New Orleans’ ‘Storyville’ big on music but thin on plot

You can practically feel the humidity wafting from “Story-ville.” Set in the final days of the famed New Orleans neighborhood — a notorious red-light district that’s also considered the birthplace of jazz — it begins with a mournful march down the aisle, with musicians accompanying a tiny coffin.

But while the York Theatre Company’s new musical has atmosphere to spare, it lacks a compelling storyline. Despite lots of colorful characters and plot strands, the show seems musically overstuffed but dramatically thin.

Composer Mildred Kayden reveals her love for New Orleans jazz with a bountiful score of nearly two dozen songs. Performed by an onstage seven-piece band — including a tuba — numbers such as “Animal Stomp,” “Demi-Monde” and “Welcome to New Orleans” feel authentic, even if they inevitably pale in comparison to the Louis Armstrong and Jelly Roll Morton classics.

The episodic story line concerns the arrival of Butch “Cobra” Brown (Kyle Robert Carter), a trumpet player and former boxer described as “the fighter with the eyes that hypnotize.” He falls in love with Tigre (Zakiya Young), a singer who performs in the brothel owned by Countess Willie (Ernestine Jackson, of “Guys and Dolls” and “Raisin” fame).
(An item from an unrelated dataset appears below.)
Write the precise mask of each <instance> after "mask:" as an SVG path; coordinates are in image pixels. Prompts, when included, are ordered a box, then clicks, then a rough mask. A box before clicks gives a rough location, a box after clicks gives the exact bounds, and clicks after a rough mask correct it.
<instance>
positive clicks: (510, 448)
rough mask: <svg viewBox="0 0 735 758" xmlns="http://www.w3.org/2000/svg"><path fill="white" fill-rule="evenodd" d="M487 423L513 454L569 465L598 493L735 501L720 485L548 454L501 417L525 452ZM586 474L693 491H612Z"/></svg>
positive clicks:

Other characters include corrupt mayor Mickey Mulligan (D.C. Anderson); Hot Licks Sam (Michael Leonard James), Butch’s musical rival; fortuneteller Mama Magique (NaTasha Yvette Williams) and Baron Fountainbleau (Carl Wallnau), a sleazy Frenchman who tries to entice Tigre to perform at his Paris nightclub.

The Baron also invites the sultry singer to be his queen in the Fat Tuesday Parade, which would be a first.
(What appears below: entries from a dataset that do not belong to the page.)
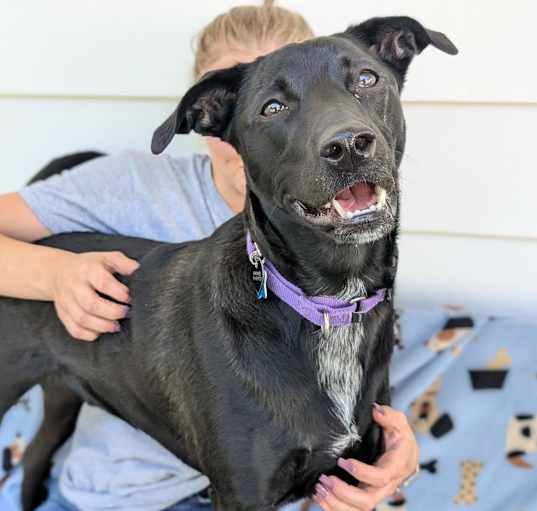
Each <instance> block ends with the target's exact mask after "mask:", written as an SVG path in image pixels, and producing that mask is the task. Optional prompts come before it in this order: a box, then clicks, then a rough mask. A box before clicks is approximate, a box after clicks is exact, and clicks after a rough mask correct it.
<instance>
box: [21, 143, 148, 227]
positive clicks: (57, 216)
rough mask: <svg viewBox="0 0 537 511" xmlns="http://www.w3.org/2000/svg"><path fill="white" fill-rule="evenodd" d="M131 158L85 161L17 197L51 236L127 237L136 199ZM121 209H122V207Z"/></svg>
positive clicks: (117, 157) (135, 169)
mask: <svg viewBox="0 0 537 511" xmlns="http://www.w3.org/2000/svg"><path fill="white" fill-rule="evenodd" d="M132 158H133V155H132V153H131V152H130V151H125V152H122V153H118V154H116V155H112V156H102V157H99V158H95V159H93V160H90V161H87V162H85V163H82V164H81V165H78V166H76V167H74V168H73V169H70V170H66V171H64V172H62V173H61V174H58V175H55V176H52V177H50V178H48V179H46V180H44V181H38V182H37V183H33V184H31V185H29V186H27V187H25V188H23V189H22V190H21V191H20V192H19V193H20V195H21V196H22V198H23V199H24V201H25V202H26V203H27V204H28V206H29V207H30V208H31V209H32V211H33V213H34V214H35V215H36V216H37V218H38V219H39V221H40V222H41V223H42V224H43V225H44V226H45V227H47V228H48V229H49V230H50V231H51V232H52V233H54V234H59V233H65V232H84V231H91V232H102V233H106V234H118V233H123V234H128V233H129V231H130V230H131V229H130V226H129V223H130V222H132V219H130V220H129V215H128V213H126V211H130V212H132V209H133V207H136V203H137V201H138V199H139V194H140V192H139V187H138V186H137V178H136V167H135V166H134V165H132ZM123 206H125V207H123Z"/></svg>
“A black queen with a white king?” the mayor scoffs. “It can’t happen.”

Written by the award-winning playwright Ed Bullins (“The Taking of Miss Janie”), “Storyville” has been kicking around regional theaters for years. But it still feels very much like a work in progress. It also seems to be bursting at the seams, with the action frequently spilling into the tiny theater’s single narrow aisle.

Director Bill Castellino keeps the action moving at a quick clip, and choreographer Mercedes Ellington — Duke’s granddaughter — gives the sexy ensemble some slinky dance numbers. But despite its affection for a bygone era, “Storyville” doesn’t quite bring that notorious red-light district back to life.